我把辞工的话说给秦夫人听时,她正在绣一幅牡丹图。针线停在半空,好一会儿才落下。
“想家了?”她问。
我点点头,又摇摇头:“九年了,该回去了。”
秦夫人放下绣绷,拉我坐到身边。她的手很暖,轻轻拍着我的手背:“君兰,这些年,委屈你了。阿珩那孩子……脾气是怪了些,但他心不坏。”
“我知道。”我说的是真心话。
秦珩虽然总爱捉弄人,但从未真正苛待过我。我生病时,他会让厨房给我熬药;冬天冷了,他会“不经意”地多领一筐炭放在我屋门口。这些好,我都记得。

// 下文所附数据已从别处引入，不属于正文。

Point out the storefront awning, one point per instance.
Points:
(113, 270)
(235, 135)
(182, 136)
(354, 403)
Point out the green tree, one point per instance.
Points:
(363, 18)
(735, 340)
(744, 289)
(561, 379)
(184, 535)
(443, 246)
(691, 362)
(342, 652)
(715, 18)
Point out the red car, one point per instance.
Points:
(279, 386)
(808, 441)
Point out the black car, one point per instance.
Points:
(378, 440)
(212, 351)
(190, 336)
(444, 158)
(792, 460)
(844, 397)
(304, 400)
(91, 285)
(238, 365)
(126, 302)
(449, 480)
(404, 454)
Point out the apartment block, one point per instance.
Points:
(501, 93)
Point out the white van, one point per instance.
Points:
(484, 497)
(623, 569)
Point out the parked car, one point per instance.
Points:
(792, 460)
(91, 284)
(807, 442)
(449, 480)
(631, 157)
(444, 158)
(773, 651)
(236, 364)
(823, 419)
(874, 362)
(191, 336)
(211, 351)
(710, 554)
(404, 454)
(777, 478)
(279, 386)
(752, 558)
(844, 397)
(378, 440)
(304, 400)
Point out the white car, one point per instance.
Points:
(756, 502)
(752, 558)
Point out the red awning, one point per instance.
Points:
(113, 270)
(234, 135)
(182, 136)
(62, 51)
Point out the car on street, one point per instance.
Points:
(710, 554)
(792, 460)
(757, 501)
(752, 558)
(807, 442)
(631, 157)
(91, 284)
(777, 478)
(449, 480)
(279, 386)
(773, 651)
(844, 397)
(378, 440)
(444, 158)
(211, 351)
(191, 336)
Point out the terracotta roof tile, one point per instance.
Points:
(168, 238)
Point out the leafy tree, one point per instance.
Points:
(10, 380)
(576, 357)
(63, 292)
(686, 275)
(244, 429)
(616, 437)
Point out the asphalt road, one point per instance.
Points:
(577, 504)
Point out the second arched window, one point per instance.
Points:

“既然你决定了,我也不强留。”秦夫人从妆匣里取出一个荷包,塞进我手里,“这些你拿着,算是我的一点心意。”
荷包沉甸甸的,里面除了银子,还有一对玉镯子。
我推辞不要,秦夫人却执意让我收下:“好孩子,回家后,好好过日子。”
离府那日,是个阴天。
我收拾好简单的行李——几件衣裳,这些年攒的月钱,秦夫人给的荷包,还有大小姐送我的一支银簪。东西不多,一个包袱就装完了。
向左和院里几个相熟的小厮送我到大门口。
“君兰姐,以后常回来看看。”向左眼睛红红的。
我笑着点头,心里却知道,这一走,怕是再也不会回来了。
刚迈出门槛,身后传来急促的脚步声。
“等等!”
我回过头。
秦珩站在台阶上,一身青衫被风吹得鼓荡。他跑得急,额前的碎发凌乱地贴在脸上,胸口起伏着,喘得说不出话。
我们就这么对视着。
九年了,我从七岁的小丫头,长成了十六岁的姑娘;他从十岁的顽劣少年,变成了十九岁的翩翩公子。时间改变了太多东西,唯独没改变我们之间的距离——就像他站在高高的台阶上,而我,始终在台阶下。
“一定要走吗?”他终于开口,声音干涩。
“嗯。”我点点头,“家里给我说了亲事。”
他脸色一白,手指无意识地攥紧了衣襟:“那个人……对你好吗?”
“听说人很好,是打铁的,有手艺。”我尽量让声音听起来轻松些,“爹娘说,跟着他,饿不着。”
秦珩走下台阶,一步,两步,停在我面前。他比我高太多,我要仰着头才能看清他的脸。此刻,他那双总是盛着骄傲或戏谑的眼睛里,翻涌着痛苦、挣扎,还有许多我读不懂的东西。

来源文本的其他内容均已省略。